Federal Baseball has some thanks for & thoughts on Neifi Perez.
The batter, Neifi Perez, bunted the very next pitch right back to Cordero, who successfully excuted the throw to first and closed out the victory. Yes, Perez bunted into the last out.
Now, Perez is a severely limited threat at the plate. I recall listening to a spring training game last March, Cubs vs. Royals, with XM picking up the Kansas City feed. The Royals' announcers were brutal whenever Neifi came to the plate. At one point, Perez popped to second, and longtime play-by-play man, the type of guy you imagine would be a slow but kindly golfer who lets you play through on a Saturday morning outing, sarcastically spitted, "Hey, we've never seen that before." Perez is a plainly horrible offensive player.
Still, bunting into the final out of the game is . . . sheesh, a special kind of giving up. Sure, Otis Nixon did it---badly---in the sixth game of the '92 World Series (bunting into the final out), but at least Nixon was blazing fast and could have made it to first on a reasonably well-placed bunt. Perez doesn't even have much speed.

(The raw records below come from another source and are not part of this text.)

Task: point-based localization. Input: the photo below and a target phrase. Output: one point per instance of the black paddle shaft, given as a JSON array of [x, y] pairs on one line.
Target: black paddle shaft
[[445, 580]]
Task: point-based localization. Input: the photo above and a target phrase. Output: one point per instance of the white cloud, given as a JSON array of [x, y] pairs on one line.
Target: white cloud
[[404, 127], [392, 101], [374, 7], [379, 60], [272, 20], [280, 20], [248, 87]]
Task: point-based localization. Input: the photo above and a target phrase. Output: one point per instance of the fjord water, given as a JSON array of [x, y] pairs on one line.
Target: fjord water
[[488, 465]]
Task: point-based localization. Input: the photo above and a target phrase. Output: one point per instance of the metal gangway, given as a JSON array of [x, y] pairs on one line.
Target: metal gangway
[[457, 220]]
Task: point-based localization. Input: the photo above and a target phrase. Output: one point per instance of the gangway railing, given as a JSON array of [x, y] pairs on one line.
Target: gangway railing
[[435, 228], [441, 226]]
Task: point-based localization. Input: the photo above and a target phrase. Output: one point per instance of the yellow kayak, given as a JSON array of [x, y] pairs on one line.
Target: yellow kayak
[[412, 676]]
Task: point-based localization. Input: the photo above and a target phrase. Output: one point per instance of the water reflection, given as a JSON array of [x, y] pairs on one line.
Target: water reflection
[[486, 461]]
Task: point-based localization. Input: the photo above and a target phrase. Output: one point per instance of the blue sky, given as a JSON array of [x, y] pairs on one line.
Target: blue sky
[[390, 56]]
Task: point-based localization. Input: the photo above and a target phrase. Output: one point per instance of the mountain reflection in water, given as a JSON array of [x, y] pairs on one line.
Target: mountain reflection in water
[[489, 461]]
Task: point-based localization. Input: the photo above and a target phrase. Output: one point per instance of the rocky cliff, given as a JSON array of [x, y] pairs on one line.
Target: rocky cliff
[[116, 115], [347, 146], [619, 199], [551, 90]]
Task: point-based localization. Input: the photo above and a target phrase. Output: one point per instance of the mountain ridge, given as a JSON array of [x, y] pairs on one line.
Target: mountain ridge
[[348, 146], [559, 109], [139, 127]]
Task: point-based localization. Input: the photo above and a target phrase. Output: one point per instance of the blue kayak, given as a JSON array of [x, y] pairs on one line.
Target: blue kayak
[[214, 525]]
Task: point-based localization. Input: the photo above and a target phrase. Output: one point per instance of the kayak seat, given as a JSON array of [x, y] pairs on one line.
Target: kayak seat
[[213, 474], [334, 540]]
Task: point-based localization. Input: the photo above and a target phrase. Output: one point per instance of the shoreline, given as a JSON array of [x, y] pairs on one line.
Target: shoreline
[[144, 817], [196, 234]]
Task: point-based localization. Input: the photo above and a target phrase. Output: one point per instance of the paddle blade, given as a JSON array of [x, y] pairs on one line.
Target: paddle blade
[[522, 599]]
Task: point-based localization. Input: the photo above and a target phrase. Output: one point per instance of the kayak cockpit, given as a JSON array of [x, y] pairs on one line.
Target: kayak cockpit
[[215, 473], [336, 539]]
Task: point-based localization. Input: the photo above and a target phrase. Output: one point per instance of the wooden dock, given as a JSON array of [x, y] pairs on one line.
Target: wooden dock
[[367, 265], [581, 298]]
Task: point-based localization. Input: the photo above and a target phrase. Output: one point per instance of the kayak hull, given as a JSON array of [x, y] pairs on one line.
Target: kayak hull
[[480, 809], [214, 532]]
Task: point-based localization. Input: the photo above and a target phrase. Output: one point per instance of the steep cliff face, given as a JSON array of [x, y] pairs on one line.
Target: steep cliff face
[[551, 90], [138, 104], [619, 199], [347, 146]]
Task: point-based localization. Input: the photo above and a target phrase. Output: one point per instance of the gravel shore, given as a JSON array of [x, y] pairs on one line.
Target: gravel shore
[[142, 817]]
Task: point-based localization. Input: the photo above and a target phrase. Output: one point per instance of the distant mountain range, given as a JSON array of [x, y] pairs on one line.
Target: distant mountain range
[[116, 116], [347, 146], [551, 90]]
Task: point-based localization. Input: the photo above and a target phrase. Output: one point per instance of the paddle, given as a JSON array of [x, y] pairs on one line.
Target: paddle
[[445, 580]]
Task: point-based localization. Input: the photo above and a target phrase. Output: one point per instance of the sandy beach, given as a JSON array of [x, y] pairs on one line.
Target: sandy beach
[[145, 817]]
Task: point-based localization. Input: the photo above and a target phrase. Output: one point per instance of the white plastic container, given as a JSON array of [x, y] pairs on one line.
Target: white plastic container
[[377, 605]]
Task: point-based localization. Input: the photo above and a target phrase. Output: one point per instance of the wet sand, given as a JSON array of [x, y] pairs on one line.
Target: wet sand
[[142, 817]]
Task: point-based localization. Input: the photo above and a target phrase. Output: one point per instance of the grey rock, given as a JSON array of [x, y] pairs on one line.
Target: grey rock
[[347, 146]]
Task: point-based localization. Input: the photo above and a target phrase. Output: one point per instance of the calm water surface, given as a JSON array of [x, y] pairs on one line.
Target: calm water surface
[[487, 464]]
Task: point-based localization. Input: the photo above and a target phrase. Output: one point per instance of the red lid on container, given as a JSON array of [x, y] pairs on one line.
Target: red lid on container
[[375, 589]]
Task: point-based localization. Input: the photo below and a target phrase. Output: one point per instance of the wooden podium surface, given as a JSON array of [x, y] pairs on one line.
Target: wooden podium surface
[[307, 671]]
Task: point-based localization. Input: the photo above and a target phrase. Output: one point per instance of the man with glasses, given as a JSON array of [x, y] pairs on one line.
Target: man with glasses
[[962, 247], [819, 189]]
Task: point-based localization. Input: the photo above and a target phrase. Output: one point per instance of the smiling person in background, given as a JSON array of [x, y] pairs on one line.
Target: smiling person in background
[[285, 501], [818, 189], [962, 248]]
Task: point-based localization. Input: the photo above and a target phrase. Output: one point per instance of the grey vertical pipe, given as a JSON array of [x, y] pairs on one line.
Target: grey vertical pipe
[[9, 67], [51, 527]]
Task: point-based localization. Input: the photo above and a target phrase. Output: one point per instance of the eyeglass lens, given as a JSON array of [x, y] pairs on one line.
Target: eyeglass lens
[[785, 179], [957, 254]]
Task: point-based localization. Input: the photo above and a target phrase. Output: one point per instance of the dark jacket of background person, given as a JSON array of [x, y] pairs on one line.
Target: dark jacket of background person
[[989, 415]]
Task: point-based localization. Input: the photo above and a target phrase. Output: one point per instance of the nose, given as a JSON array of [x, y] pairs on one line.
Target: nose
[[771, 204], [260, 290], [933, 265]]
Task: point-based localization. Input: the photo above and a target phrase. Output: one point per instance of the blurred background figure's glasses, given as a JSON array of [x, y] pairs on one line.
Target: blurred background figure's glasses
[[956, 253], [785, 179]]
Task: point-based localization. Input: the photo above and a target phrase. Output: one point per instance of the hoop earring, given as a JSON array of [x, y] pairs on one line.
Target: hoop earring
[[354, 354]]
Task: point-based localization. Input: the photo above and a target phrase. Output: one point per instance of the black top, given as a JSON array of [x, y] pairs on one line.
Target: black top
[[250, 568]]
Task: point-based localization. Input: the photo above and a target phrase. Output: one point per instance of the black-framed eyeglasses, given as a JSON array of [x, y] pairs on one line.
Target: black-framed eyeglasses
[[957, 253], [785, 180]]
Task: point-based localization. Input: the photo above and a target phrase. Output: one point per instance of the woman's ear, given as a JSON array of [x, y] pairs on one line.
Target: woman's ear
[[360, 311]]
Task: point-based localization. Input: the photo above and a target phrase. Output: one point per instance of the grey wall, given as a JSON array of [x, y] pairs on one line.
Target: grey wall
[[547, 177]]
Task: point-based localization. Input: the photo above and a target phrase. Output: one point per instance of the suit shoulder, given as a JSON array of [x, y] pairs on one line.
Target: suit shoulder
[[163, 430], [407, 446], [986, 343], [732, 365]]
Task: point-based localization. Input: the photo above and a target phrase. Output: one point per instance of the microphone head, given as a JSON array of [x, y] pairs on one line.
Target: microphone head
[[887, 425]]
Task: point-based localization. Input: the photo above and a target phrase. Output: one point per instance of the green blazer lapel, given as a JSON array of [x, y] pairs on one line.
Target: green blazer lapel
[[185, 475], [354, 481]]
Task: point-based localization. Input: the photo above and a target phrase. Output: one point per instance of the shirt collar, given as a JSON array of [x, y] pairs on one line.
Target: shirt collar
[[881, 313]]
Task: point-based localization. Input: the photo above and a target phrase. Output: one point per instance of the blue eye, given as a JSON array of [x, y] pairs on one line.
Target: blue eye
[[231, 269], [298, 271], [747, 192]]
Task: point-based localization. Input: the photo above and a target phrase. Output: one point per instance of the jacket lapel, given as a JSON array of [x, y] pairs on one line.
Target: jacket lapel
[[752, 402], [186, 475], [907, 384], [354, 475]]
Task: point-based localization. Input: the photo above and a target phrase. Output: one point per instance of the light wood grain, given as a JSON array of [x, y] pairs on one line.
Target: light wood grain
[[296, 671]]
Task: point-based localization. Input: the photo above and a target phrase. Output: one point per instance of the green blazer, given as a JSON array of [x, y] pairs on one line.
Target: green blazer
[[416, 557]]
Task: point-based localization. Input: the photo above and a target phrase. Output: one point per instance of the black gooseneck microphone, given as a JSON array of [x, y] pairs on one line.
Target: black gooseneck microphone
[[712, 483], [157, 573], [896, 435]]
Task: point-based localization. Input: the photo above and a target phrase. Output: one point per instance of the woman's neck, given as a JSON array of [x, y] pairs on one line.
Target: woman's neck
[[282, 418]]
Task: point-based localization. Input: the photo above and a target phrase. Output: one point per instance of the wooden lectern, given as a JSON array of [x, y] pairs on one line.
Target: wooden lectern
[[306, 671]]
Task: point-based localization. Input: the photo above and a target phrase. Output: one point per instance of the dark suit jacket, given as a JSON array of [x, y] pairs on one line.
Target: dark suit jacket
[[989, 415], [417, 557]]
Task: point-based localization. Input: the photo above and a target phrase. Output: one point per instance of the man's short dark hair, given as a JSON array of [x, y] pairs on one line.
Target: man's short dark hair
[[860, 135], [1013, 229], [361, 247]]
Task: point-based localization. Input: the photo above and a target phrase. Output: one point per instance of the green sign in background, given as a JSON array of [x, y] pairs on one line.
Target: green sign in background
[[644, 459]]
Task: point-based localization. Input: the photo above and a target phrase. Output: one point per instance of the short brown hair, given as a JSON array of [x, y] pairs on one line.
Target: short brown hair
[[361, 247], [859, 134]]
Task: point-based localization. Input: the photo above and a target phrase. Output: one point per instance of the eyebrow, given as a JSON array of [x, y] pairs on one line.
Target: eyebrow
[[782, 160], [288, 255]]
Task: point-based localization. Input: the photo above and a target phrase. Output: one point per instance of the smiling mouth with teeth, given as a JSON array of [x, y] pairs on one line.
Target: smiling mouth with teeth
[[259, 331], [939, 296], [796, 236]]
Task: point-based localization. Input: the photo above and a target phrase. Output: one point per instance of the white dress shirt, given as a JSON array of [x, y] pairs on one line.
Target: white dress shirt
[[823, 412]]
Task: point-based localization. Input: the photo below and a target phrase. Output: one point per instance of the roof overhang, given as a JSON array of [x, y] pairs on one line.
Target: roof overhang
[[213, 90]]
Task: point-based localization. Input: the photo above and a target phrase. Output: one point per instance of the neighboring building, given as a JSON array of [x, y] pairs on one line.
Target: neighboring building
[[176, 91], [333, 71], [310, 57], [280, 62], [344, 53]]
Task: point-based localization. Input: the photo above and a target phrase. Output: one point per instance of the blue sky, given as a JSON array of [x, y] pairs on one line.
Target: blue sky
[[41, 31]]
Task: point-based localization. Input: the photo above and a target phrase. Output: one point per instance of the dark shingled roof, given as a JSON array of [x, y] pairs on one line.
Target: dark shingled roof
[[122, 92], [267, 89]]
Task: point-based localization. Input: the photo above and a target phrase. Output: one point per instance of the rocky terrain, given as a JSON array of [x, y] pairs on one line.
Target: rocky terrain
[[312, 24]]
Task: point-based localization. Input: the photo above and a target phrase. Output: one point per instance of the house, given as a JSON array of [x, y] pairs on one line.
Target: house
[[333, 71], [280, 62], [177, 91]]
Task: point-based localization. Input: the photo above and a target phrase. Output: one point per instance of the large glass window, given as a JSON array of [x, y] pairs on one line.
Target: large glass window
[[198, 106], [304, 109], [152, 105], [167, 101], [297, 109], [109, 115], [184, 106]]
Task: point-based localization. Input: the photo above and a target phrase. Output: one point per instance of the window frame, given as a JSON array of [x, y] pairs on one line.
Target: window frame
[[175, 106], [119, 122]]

Imagine Mark Brunell trying to execute the two-minute drill throwing right-handed; imagine Chris Dudley trying to drop-kick free throws; imagine Robert E. Lee leading monkeys on roller skates into battle. That's about what Neifi Perez did yesterday, only the others would have had a bit more justification. What Neifi did, especially given the situation, rhymes with quicken-spit.